Ahmed Abul Gheit, Egypt’s foreign minister, has said that the conference should be postponed unless there is an agreement on the basis for the talks.

In a statement on Monday, he accused “some in Israel of depleting US efforts to come out of the meeting with a credible and binding joint document”.

“Rushing into holding the meeting without an agreement over a substantive and positive document may damage opportunities to achieve a just peace,” Abul Gheit said.

The Israeli and Palestinian drafting teams were to meet in Jerusalem later on Monday, according to the office of Ahmed Qureia, the chief Palestinian negotiator.

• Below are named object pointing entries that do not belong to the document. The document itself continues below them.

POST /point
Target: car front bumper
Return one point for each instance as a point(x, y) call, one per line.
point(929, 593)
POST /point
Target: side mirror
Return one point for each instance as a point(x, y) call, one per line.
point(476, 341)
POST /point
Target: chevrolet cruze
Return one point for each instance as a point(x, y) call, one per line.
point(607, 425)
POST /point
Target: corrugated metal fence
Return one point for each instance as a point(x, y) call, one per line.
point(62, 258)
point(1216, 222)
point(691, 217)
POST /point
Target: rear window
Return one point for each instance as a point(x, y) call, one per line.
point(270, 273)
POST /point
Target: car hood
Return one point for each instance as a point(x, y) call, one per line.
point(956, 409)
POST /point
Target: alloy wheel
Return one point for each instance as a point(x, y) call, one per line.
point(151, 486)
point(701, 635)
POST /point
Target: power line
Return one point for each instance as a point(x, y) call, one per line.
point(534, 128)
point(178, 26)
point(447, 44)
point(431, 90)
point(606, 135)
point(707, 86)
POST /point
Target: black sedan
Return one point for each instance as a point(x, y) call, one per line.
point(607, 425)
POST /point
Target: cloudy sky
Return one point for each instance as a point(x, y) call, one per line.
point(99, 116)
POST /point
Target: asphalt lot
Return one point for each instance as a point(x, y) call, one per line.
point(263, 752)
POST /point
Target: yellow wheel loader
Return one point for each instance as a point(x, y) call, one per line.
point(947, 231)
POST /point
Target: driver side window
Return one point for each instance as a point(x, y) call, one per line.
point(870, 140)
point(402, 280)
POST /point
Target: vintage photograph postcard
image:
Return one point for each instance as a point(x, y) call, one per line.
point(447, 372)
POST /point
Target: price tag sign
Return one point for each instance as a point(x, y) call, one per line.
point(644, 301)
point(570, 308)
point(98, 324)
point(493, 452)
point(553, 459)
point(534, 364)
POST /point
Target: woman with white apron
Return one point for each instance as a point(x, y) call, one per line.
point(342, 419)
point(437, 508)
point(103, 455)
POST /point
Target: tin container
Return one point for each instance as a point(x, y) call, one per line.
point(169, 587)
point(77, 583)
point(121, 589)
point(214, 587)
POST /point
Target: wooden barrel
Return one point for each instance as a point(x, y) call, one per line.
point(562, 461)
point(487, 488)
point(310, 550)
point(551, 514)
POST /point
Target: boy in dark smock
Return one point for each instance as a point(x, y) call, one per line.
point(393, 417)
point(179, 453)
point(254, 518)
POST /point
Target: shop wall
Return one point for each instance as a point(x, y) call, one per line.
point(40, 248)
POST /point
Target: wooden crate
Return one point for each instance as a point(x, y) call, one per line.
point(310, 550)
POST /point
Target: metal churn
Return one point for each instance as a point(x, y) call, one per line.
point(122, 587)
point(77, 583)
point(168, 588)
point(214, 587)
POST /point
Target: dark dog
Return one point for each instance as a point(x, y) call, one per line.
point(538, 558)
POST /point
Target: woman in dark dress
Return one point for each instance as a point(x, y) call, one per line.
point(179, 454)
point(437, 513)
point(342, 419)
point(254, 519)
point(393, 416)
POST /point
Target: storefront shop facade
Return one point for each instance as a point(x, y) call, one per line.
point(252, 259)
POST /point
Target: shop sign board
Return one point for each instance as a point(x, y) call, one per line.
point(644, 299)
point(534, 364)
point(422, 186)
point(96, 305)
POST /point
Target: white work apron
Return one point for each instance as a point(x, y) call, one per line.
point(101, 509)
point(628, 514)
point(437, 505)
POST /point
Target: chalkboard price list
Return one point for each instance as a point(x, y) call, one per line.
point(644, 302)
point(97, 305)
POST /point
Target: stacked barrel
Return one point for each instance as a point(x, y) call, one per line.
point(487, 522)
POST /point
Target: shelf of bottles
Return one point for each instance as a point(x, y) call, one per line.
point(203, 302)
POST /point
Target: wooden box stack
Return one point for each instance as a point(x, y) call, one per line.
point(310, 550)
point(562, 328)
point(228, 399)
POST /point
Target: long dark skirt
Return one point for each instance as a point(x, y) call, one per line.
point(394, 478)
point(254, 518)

The teams had met only once before.

Palestinian state

Rice held four hours of talks with Abbas in the West Bank on Monday after meeting Israeli leaders on Sunday.

She used the joint press conference with Abbas after the meeting to reaffirm Washington’s commitment to securing an independent state for the Palestinians.

“Frankly, it’s time for the establishment of a Palestinian state”

Condoleezza Rice, US secretary
of state

“Frankly, it’s time for the establishment of a Palestinian state,” Rice said.

“I wanted to say in my own voice, to be able to say to as many people as possible, that the United States sees the establishment of a Palestinian state and a two-state solution as absolutely essential for the future.”

She said that George Bush, US president, had made ending the Israeli-Palestinian conflict a top priority as his administration comes to an end.

Abbas said that he expected November’s conference to launch new peace talks, and that a deadline should be set for completion.

However, Israel has rejected the idea of setting a timetable and US officials have been reluctant fix a deadline.

Land seizures

The Palestinian president said he had also asked Washington for assistance in halting the expansion of Israeli settlements and the ongoing construction of the separation barrier.

Israel has been criticised over planned land expropriations for a West Bank road project.

The Palestinians fear the seizures are meant to tighten Israeli control over strategic West Bank areas near Jerusalem while Israel says they will improve travel for the Palestinians.

However, Olmert appeared to suggest later on Monday that Israel would consider handing over outlying Palestinian neighbourhoods of Jerusalem in a future peace deal.
   
He questioned the logic of a decision to include those areas in the city’s expanded municipal boundaries after Israel annexed Arab East Jerusalem during the 1967 war.

“Was it neccesary to include the Shuafat camp, Arab al-Sawahre, Wallaje and other villages and conclude that this is Jerusalem,” Olmert asked in a speech to parliament.

Palestinians want East Jerusalem as the capital of an independent state under any future peace deal.